Kumin sei ein ausgezeichneter Fachmann im Bereich des EU-Rechts, bekräftigte ÖVP-Abgeordneter Peter Haubner. Diesem Urteil schlossen sich grundsätzlich auch die anderen Abgeordneten an. Kumin sei sicher in der Lage, die Position eines EuGH-Richters zu erfüllen, sagte etwa Jörg Leichtfried. Auch Scherak und Noll sprachen von einem "sehr geeigneten" bzw. "ausgezeichneten" Kandidaten.

Es sei aber schwierig, innerhalb weniger Minuten zu entscheiden, ob Kumin wirklich der am besten geeignete Bewerber gewesen sei, monierten neben Noll auch Leichtfried und Scherak. Kanzleramtsminister Gernot Blümel hatte zwar zu Beginn der Debatte – unter strenger Vertraulichkeit – den Abgeordneten die Namen der anderen BewerberInnen bekannt gegeben, nach Meinung der Oppositionsparteien wäre es aber zielführender gewesen, diese schon im Vorfeld der Sitzung zu erfahren, um sich ein besseres Bild von ihnen machen zu können. Das wurde vom Kanzleramt aus Datenschutzgründen jedoch abgelehnt. Die NEOS und die SPÖ stimmten in diesem Sinn der Nominierung Kumins nur zögerlich zu.
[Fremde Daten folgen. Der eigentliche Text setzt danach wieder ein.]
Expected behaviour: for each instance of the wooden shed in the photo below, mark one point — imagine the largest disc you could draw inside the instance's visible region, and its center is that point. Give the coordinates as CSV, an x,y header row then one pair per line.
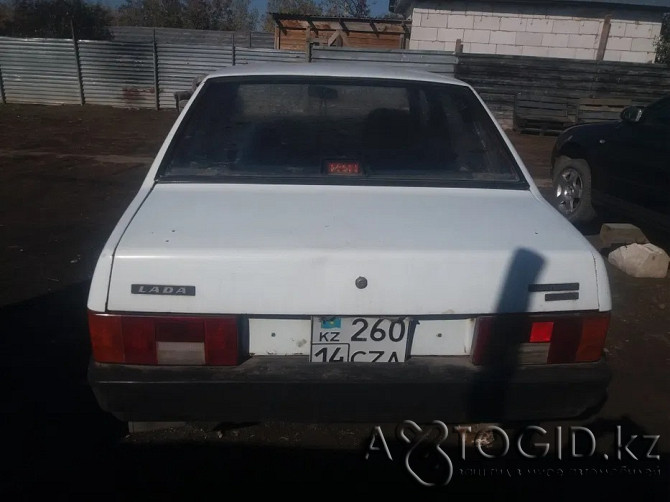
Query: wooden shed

ÖVP-Abgeordnete Michaela Steinacker hält die Nennung der Namen der anderen BewerberInnen überhaupt für problematisch. Ihrer Ansicht nach sieht die Verfassung eindeutig vor, dass die Regierung dem Nationalrat nur eine Person vorschlägt und über diese das Einvernehmen herzustellen ist. Wenn man eine Änderung des Bestellprocederes wünsche, sei das im Geschäftsordnungs-Komitee zu diskutieren.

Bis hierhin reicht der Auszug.